Imagine antever este ser insosso adentrando em seu recinto. Baixa, acima do peso, e mesmo assim usando roupas que pareceriam apertadas em top models. Mas claro que bem antes perceberias sua presença, pelo odor típico do perfume dela, no qual a dita submerge-se antes de sair de casa. Seu primeiro movimento é olhar o ambiente medindo as pessoas com a vista, de baixo para cima tal qual um coveiro de desenho animado. Em seguida olhar com desdém para os móveis da casa, de estilo clássico, e dizer com sua voz de taquara rachada: “Oieee! Chegamos! Noossa, tipo assim, achei suuuperlegal o que vocês fizeram com a casa”. É claro, nada fizemos com a casa e a Banshee sabe. Mas é apenas pretexto para continuar: “Mas o Beto comprou prá gente um sofá show de bola! Ah, tipo assim....sabe? Daquele da novela!”. E a partir daí sua vida se resume a criticar o que os outros fazem e o que eles têm, contando o que comprou para si e sua família, e explicando como é uma ótima dona de casa. Obviamente a dona de casa perfeita não move um músculo para ajudar minha esposa que sofre de Osteoporose. Pobre Cida, se matando para agradar aquelas coisas e para a reunião dar certo. Ela se importa com o trio, e quer que se sintam bem. Enquanto isso a outra fica lá, sentada como se fosse a rainha de Sabá Não sei se o pior deste caso é o conteúdo da conversa ou sua forma. Como uma universitária (pelo menos é o que dizem), só conhece cem verbetes de uma língua com dezessete mil? Deveria colocá-la para conversar com a filha da minha sobrinha, que está na adolescência, e criar uma promoção: Descubra quantos “tipo assim” e “Loco” elas dizem em uma hora e ganhe muitos prêmios. Disse que ela não se mexia? Devo retratar-me: Ela se levanta uma única vez, para fazer o prato do Beto (reclamando que a MÃE dele não sabe fazer a comida como ele gosta) e do Júnior.
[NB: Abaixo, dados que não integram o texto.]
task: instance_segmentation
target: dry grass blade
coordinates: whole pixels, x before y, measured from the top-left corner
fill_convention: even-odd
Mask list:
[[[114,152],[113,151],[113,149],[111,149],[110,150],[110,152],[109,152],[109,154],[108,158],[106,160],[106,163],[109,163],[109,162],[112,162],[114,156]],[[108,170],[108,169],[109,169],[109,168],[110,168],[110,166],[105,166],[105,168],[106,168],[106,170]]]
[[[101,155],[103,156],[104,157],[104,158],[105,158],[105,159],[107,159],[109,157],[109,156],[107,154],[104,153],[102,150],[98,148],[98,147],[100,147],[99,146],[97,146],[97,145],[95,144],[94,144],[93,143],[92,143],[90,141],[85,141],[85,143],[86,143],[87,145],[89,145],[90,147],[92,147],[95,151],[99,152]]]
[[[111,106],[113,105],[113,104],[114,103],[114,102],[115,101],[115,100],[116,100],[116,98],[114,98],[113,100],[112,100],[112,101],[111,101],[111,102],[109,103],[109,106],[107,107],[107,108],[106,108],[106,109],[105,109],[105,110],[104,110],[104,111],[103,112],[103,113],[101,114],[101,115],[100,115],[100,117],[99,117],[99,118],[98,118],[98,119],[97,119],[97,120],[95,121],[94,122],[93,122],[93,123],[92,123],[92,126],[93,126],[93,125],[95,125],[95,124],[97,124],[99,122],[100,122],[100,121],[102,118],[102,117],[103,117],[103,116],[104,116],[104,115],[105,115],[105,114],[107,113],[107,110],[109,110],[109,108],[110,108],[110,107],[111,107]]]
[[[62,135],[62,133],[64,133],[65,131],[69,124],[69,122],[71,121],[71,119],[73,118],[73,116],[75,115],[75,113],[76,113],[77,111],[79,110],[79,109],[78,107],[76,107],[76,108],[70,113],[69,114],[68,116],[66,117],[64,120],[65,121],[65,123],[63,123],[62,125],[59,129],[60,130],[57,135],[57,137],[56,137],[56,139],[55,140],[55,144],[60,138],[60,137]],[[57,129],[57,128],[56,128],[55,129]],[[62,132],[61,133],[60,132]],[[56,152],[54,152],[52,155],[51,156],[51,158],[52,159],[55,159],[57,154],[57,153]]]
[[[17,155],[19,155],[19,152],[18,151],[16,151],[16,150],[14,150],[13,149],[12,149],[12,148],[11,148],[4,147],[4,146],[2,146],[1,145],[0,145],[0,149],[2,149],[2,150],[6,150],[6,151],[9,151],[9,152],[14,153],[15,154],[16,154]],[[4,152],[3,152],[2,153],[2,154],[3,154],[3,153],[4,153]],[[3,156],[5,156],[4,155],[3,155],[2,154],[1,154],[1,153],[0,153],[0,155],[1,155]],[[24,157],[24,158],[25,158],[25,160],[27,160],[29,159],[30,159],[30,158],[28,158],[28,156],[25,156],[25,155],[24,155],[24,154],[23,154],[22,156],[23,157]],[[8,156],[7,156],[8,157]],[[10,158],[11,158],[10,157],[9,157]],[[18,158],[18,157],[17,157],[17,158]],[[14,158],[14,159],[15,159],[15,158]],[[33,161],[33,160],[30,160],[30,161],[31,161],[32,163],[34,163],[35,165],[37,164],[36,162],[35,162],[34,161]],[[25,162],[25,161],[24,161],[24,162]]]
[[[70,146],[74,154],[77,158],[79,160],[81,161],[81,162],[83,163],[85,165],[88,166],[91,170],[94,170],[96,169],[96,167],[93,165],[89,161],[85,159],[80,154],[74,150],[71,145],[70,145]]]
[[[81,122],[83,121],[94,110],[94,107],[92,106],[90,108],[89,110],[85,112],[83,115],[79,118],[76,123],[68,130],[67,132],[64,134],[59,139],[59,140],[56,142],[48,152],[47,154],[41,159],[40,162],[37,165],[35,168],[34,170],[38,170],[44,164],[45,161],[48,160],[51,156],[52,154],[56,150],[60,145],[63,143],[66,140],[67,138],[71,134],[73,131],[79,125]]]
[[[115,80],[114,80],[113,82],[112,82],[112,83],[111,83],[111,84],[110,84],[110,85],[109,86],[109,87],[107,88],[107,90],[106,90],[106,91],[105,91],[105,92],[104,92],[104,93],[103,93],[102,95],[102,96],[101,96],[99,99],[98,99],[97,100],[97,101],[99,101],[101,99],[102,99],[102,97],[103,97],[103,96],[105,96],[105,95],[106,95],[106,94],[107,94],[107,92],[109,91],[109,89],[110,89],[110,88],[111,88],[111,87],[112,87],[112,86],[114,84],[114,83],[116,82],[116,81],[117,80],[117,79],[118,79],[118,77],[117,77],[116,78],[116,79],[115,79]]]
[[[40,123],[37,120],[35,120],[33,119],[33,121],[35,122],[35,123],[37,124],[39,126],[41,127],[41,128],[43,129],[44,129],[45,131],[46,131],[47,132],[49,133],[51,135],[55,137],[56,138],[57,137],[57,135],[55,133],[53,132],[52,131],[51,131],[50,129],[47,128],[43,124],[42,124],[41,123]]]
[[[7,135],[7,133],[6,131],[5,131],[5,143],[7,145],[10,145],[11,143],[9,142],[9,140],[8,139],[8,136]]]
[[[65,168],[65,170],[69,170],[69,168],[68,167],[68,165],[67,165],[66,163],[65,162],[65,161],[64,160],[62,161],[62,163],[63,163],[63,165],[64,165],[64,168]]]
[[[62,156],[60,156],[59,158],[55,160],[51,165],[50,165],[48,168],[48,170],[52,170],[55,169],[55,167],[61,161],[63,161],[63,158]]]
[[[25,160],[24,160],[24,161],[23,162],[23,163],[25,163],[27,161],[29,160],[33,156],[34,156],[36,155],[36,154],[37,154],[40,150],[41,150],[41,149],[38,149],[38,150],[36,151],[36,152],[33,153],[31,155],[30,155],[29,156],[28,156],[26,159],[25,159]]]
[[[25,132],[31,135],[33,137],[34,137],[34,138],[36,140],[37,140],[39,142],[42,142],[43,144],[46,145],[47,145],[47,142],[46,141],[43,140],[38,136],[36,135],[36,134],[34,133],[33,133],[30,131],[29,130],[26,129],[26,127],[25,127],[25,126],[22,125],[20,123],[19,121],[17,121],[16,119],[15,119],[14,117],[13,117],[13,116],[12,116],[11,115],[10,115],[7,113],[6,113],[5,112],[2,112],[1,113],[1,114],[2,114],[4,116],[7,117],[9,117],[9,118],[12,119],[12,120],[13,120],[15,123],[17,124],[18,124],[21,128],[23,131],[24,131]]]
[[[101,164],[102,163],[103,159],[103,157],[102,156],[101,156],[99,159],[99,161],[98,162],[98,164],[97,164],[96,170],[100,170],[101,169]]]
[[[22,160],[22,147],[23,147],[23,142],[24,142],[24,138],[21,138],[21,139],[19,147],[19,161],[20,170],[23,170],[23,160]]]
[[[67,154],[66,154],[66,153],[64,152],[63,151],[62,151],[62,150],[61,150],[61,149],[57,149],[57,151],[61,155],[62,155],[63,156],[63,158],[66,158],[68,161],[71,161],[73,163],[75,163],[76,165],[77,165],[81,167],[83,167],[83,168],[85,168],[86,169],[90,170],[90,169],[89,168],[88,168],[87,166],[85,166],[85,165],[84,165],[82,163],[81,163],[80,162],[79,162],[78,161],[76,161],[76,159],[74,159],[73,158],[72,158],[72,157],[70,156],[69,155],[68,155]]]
Júnior. Meu neto. Ainda não acredito: como conseguiram pensar neste nome sozinhos? Com tanto nome no mundo e colocaram Roberto Júnior. Ai... deixe para lá. Vamos falar da pequena cria de Alien. Chamo-o assim pois do jeito que ele é e por sua aparência provavelmente não houve gestação ou nascimento; como no filme ele deve ter estourado a barriga da mãe para sair. A característica que mais salta a vista é o nariz. Se a mãe dele tem nariz empinado figuradamente, ele o tem de fato. Realmente, parece que o garoto bateu a cara contra uma porta de vidro. Logo após percebemos as orelhas. Elas são abertas para fora e grandes, o que dá à cabeça a aparência de um Fusca com as portas abertas. Mas deixem o físico de nosso pequeno porquinho de lado. Por mais engraçado que ele seja não te enganes; estarás em frente a todo um exército invasor Vândalo, especializado em busca e destruição, e com tal eficácia que coraria qualquer kamikaze. E quando ele atacar, cuidado! Protejas todo e qualquer objeto que lhe seja caro, bem como animais e vidros.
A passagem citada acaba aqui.